Behind him, she saw movement—dark shapes pouring through the gap in the trees that marked the opening of a trail like the one she’d been following several days previous. She darted back a few steps, the source of her fear shifting to this new threat. “Oh, shit!”

Raub huffed. He thought it was a misdirection.

A giant black leg stabbed the ground ten feet from where Darcy stood. The screaming pierced her eardrums. Her head felt like it had been plunged underwater. Her ears seemed full, but they continued to ring with the bellows of the massive arachnid.

She was bound to the spot, unsure of where to run. There was a wall at her back. An inferno before her. A towering beast overhead. And still Raub strode straight at her.

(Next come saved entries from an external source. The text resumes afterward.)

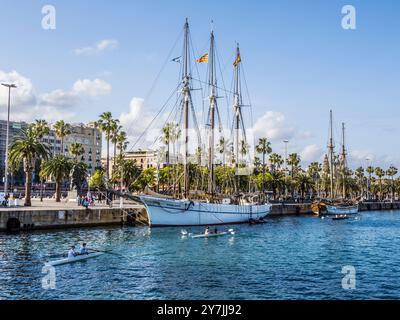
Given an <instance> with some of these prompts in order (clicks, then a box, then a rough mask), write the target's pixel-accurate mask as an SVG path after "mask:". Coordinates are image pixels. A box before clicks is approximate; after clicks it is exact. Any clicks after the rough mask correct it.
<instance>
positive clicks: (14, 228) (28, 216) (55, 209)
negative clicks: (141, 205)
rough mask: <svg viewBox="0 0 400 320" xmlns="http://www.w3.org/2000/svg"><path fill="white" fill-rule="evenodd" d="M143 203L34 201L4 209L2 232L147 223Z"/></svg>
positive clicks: (76, 227) (2, 218)
mask: <svg viewBox="0 0 400 320" xmlns="http://www.w3.org/2000/svg"><path fill="white" fill-rule="evenodd" d="M146 222H147V218H146V211H145V209H144V208H143V206H140V205H137V204H133V203H129V204H126V205H124V208H123V209H121V208H119V204H117V203H114V204H113V205H112V207H110V206H107V205H105V204H99V205H96V206H93V207H89V208H88V209H85V208H84V207H81V206H78V205H77V204H76V202H62V203H54V202H53V201H44V202H39V201H32V207H11V208H1V209H0V231H19V230H21V231H31V230H45V229H67V228H82V227H97V226H113V225H124V224H128V225H136V224H137V225H144V224H146Z"/></svg>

He jerked his head to one side as though scenting the air and finally caught sight of the horde of spiders just as they came even with him. Their bodies were the size of water bottles, leg spans the width of frying pans. There were thousands of them, swarming out of the trees in a river of hairy legs and mirrorlike, globe-shaped eyes.

Then they were on him, crawling up his legs faster than he could react. He roared and batted at them fruitlessly. That was a mistake. They dug their fangs into him, either to hold on or in self-defense—she wasn’t sure.

As they reached Darcy, she flamed to life, her entire body glowing blue. Lightning struck just a few feet away. She felt it almost like an extension of herself and she…wanted it, needed it. It called to her. The tail end of it arced toward her. She tingled and buzzed as she absorbed some of the discharge.

It felt amazing. She wanted more. As that thought percolated into her conscious mind she felt terrified. What was she doing? What happened if you overcharged a battery? Would she explode?

The spiders parted into two streams around her, avoiding even the pool of pale blue light on the ground surrounding her. She turned and saw the arachnids converging behind her, scrambling up the gargantuan spider’s leg. All they wanted was safety from the fire.

Raub continued to howl. Now on his hands and knees, he seemed to be enduring the punishment as the spiders raced over him. He was simply an obstacle in their way.

The last of the spiders shimmied up and away to safety. The immense leg lifted, and the ground shook as the queen moved away from the blaze with her drones safely riding on her back.

Darcy was burning up, but it wasn’t just the heat from the forest fire. It was inside her. She tried to call her energy back down to her core, but she couldn’t. She’d drawn in too much. She had to bleed some of it off before she could get it under control.

Raub stood and staggered toward her like a drunk, his face swollen with hideous contorted lumps. All over his body, massive welts rose under the skin where the drone spiders had pumped poison into him. She wondered if he could survive that. It might slow him down. Maybe it was a perfect opportunity to run. The delay could give her time to find a way into the mining compound.